Here's what King had to say about it.
"I'd admired Kubrick for a long time and had great expectations for the project, but I was deeply disappointed in the end result. Parts of the film are chilling, charged with a relentlessly claustrophobic terror, but others fall flat."
"Kubrick just couldn't grasp the sheer inhuman evil of the Overlook Hotel. So he looked, instead, for evil in the character and made the film into domestic tragedy with only vaguely supernatural overtones. That was the basic flaw: because he couldn't believe, he couldn't make the film believable to others.

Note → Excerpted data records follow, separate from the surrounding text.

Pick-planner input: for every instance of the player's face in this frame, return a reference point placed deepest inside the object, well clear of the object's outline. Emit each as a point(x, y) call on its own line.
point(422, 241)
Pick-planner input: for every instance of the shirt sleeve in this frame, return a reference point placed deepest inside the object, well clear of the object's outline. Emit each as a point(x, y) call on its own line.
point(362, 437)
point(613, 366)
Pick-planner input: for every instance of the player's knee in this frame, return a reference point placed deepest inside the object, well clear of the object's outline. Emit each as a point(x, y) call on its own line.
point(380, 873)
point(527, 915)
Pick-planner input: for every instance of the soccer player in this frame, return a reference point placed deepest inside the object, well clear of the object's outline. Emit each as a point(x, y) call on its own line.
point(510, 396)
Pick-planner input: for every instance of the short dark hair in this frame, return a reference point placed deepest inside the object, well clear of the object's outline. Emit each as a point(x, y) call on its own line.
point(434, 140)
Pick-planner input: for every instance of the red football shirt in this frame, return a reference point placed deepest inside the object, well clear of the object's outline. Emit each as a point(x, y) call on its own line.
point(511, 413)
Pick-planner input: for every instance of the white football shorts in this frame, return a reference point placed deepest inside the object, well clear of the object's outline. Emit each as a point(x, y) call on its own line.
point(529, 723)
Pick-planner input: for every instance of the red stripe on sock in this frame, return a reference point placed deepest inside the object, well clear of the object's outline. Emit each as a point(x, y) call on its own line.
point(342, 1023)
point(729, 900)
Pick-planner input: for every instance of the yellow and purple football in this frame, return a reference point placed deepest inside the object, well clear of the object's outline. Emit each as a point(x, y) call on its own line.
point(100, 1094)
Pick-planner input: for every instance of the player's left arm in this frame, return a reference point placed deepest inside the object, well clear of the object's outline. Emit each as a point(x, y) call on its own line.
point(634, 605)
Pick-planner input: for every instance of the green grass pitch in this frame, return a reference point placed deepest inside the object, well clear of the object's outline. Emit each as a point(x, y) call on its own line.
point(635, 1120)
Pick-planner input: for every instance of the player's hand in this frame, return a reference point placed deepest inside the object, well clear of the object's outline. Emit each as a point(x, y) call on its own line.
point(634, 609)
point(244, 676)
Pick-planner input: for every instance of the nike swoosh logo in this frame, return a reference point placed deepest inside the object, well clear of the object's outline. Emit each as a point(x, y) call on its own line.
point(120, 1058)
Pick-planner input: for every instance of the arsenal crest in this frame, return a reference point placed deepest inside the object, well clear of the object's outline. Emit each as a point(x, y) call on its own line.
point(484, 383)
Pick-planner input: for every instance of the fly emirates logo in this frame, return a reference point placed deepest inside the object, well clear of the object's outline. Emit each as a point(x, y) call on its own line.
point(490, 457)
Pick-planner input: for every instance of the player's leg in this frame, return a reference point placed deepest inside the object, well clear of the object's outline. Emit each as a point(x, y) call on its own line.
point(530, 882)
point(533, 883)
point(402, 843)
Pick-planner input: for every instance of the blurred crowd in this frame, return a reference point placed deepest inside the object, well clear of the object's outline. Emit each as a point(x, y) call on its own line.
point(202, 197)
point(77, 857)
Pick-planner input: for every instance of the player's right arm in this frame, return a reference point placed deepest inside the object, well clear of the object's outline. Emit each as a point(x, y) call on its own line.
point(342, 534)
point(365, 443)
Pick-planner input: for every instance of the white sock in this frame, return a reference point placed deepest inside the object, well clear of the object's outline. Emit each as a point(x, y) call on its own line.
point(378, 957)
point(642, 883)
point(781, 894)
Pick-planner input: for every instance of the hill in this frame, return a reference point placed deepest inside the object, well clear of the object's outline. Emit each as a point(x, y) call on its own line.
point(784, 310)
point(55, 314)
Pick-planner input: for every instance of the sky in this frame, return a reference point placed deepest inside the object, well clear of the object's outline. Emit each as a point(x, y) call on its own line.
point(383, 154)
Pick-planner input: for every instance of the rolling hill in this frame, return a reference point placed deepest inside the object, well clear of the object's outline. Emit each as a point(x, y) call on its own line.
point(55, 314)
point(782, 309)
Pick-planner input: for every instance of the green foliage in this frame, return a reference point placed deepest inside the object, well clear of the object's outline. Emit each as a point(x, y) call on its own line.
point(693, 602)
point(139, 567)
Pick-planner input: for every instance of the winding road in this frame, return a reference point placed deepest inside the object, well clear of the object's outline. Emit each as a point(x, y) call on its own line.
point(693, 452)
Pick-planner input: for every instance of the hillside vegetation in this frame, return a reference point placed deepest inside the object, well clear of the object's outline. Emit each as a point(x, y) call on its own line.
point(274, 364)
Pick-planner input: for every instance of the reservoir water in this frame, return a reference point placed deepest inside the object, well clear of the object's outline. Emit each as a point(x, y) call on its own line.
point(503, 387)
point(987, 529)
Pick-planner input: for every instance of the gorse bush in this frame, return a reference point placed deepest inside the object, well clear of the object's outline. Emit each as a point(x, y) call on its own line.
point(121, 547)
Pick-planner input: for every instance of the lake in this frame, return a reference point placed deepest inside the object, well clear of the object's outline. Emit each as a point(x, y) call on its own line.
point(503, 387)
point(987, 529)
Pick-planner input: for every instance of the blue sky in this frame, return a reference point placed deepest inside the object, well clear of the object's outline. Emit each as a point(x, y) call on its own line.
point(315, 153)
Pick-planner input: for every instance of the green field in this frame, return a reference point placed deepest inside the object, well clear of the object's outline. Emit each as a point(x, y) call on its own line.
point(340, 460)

The second problem was in characterization and casting. Jack Nicholson, though a fine actor, was all wrong for the part. His last big role had been in One Flew Over the Cuckoo's Nest, and between that and his manic grin, the audience automatically identified him as a loony from the first scene. But the book is about Jack Torrance's gradual descent into madness through the malign influence of the Overlook, which is like a huge storage battery charged with an evil powerful enough to corrupt all those who come in contact with it. If the guy is nuts to begin with, then the entire tragedy of his downfall is wasted. For that reason, the film has no centre and no heart, despite its brilliantly unnerving camera angles and dazzling use of the Steadicam. What's basically wrong with Kubrick's version of The Shining is that it's a film by a man who thinks too much and feels too little; and that's why, for all its virtuso effects, it never gets you by the throat and hangs on the way real horror should."